Non è un paese per vecchi

Non è un paese per vecchi

Dopo poco più di un mese dalla nascita, nel 2010, alla coppia di Mirabello, Gabriella e Luigi, viene tolta dal Tribunale di Torino la figlia neonata. Tra le varie motivazioni spicca quella alla quale si è attaccata di più l’opinione pubblica, o almeno quella da social, e cioè che entrambi fossero in età avanzata. Per completezza di informazione va detto che Gabriella Carsano, madre della piccola nata per mezzo dalla fecondazione eterologa, ha partorito sua figlia all’età di 57 anni (ora ne ha 64) mentre il padre del 2010 aveva 69 e ora ne ha 77. Nel 2010 quando la piccola aveva 33 giorni, il padre riceve una denuncia per aver abbandonato temporaneamente sua figlia in auto fuori dal un supermercato e da qui si è innescato un iter giudiziario piuttosto complesso e delicato.

La stampa, fin da subito, stampa ha cominciato a riferirsi a loro come “genitori-nonni”. Il trucco è sempre quello di fare informazione a metà, quando va bene, quando va male molto molto meno. Perché, sin dalle prime informazioni risalenti al 2011, è sempre stato messo in chiaro che l’età era uno dei fattori presi in considerazione, ma non il fattore determinante. L’età entrava in gioco soprattutto in funzione di altri aspetti presi in esame in sede di dibattito e nei vari gradi di giudizio dove la caratteristica anagrafica dei due veniva vista più come un’aggravante che a una motivazione. Ma quando la giustizia interviene deve tener conto di tutti gli aspetti e nei confronti dei due coniugi pare ce ne siano molti. Tanto per cominciare la coppia era già stata ritenuta non idonea all’adozione per ben due volte, e secondo i giudici la ricerca disperata della gravidanza in età avanzata delineava “una visione egoistica della genitorialità che non tiene conto dell’interesse del bambino a non avere genitori troppo anziani”. I consulenti nominati dal giudice hanno manifestato molte perplessità sul loro modo di rapportarsi con la figlia, la coppia di genitori di Mirabello Monferrato è stata definita incapace “di comprendere quali siano i bisogni emotivo affettivi e pratici” della bimba, e il padre, in particolare, “totalmente dipendente” dai desideri della moglie “chiusa in un processo narcisistico”.

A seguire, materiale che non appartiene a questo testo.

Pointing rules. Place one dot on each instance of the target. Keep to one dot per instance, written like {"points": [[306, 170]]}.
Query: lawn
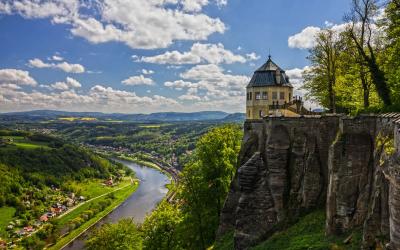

Ora, senza volersi improvvisare psicologi o assistenti sociali, emerge chiaramente dalle poche stringate frasi estrapolate dall’ultima sentenza definitiva che la situazione e ben diverse e complessa rispetto alla versione semplificata raccontata sui giornali.

La goccia che ha fatto traboccare il vaso è l’assoluzione del padre accusato di reato di abbandono di minore e subito i giornali hanno riportato la notizia spiegandoci che l’accusa era infondata. Niente di più falso. Il fatto che i giudici abbiano ritenuto che non vi fossero elementi per configurare il reato per condannare il padre, non significa che il fatto non sia avvenuto. E nell’altro processo, dove si doveva stabilire il livello di idoneità genitoriale, quel comportamento ha contribuito al giudizio finale.

In conclusione, non c’è nessuna legge che imponga un limite di età per i genitori, per comprendere questa vicenda avremmo avuto bisogno di molti elementi in più. L’opinione pubblica, invece, ha preferito lasciarsi andare all’indignazione.